12 June 2021

Marianne Denicourt and Judith Perrignon: Mauvais génie (2005)

 

I'd say that all writing – even biography – is to a large extent autobiographical: we're writing our personal findings, even if they're about someone else, and we select according to own own tastes and opinions, deleting others we don't like or which conflict with our own. If we mention the 'real' name of that someone else, then we expect people to recognise that the person talked about is that same person, although of course we're only giving a biased representation of that person, even if we quote liberally. It's at that point that 'reality' and fiction collide, but what if the artist, the person making the work, calls particular individuals by different names? Is this a collision of 'reality' with fiction, or just fiction tout court?

The noted film director Arnaud Desplechin – perhaps the best of his generation to judge by his professional and amateur reviews – made three films in which Marianne Denicourt was a major actor: the medium-length La Vie des morts (1991), La Sentinelle (1992) and Comment je me suis disputé...(ma vie sexuelle).
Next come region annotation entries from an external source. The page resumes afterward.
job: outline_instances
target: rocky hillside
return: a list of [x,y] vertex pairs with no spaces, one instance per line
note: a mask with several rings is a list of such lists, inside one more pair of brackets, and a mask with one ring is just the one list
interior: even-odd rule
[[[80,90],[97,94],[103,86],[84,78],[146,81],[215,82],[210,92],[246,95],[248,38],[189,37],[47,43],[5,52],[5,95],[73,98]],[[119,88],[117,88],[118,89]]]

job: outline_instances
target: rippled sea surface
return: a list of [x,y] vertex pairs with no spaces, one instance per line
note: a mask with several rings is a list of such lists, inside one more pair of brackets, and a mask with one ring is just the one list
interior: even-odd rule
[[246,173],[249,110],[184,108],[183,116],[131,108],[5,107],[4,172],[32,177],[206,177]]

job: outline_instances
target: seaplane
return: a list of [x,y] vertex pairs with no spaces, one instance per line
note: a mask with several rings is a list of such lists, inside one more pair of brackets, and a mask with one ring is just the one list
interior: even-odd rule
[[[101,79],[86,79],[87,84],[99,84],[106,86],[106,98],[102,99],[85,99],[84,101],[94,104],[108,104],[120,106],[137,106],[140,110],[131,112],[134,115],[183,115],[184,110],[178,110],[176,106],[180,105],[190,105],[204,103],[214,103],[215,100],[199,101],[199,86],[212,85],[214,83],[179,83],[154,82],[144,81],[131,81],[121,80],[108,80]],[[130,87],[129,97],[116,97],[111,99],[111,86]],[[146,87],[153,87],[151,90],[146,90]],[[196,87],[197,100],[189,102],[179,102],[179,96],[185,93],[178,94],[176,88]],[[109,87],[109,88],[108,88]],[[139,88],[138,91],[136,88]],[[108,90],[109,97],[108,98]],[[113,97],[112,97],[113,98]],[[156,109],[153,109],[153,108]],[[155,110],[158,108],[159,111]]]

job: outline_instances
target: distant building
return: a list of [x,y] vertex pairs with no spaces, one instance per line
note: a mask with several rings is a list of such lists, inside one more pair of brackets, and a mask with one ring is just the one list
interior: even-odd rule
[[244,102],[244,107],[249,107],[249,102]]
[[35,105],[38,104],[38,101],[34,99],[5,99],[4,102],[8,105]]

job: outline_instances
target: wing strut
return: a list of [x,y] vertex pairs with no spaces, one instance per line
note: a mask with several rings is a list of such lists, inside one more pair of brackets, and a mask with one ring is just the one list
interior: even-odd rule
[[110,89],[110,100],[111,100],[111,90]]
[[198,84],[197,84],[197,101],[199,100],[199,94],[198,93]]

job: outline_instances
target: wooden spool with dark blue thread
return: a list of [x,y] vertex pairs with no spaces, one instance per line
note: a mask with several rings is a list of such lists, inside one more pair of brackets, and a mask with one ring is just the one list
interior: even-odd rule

Denicourt was Desplechin's partner for some years, although how many isn't clear. Certainly by the time of Desplechin's Esther Kahn (2000) she doesn't appear in the casting.

Then in 2004 Desplechin makes the film Rois et reine and there's a huge problem: Denicourt complains that Desplechin has in effect invaded her life and exposed intimate details about it. Rois et reine was released in December 2004, and the co-written book Mauvais génie was published in January 2005.

In April 2006 Desplechin won a court case against Denicourt, in which it was decreed that art isn't life, film doesn't consist of slices of real life. The Nora in Rois et reine isn't Denicourt, and Denicourt wasn't entitled to the 200,000 euros damages she claimed. Interesting.

Denicourt and Perrignon's novel – in which she calls the film director Arnold Duplancher – is therefore booted out of court, irrelevant. Desplechin may have been a little indelicate at times, but... In the book, Juliette Binoche had refused a major part in the film, considering it a 'réglement de comptes' (or settling of debts), seems to have seen Nora as Marianne, but the court has ruled that art is art. 

Marianne Denicourt includes a number of letters – either true or false or a mixture of both – between various people, including those of 'Arnaud Duplancher' to herself and a final one of hers to him, 'Duplancher's' letter to her ex-partner Daniel Auteil, etc. 'Duplancher' comes out of the, er, novel, as egotistical, addicted to prescription tranquillisers, hated by everyone apart from himself, a genius perhaps but wildly flawed in personality. This is fascinating reading. One of my favourite comments, and I translate:

'Sometimes, in the privacy of his flat, he leans down to his navel, where since he was little he likes to clean out the fluff left there by his pullovers.' (The works of Arnaud Desplechin are among the many films and books which have been accused of 'nombrilisme', or navel-gazing.)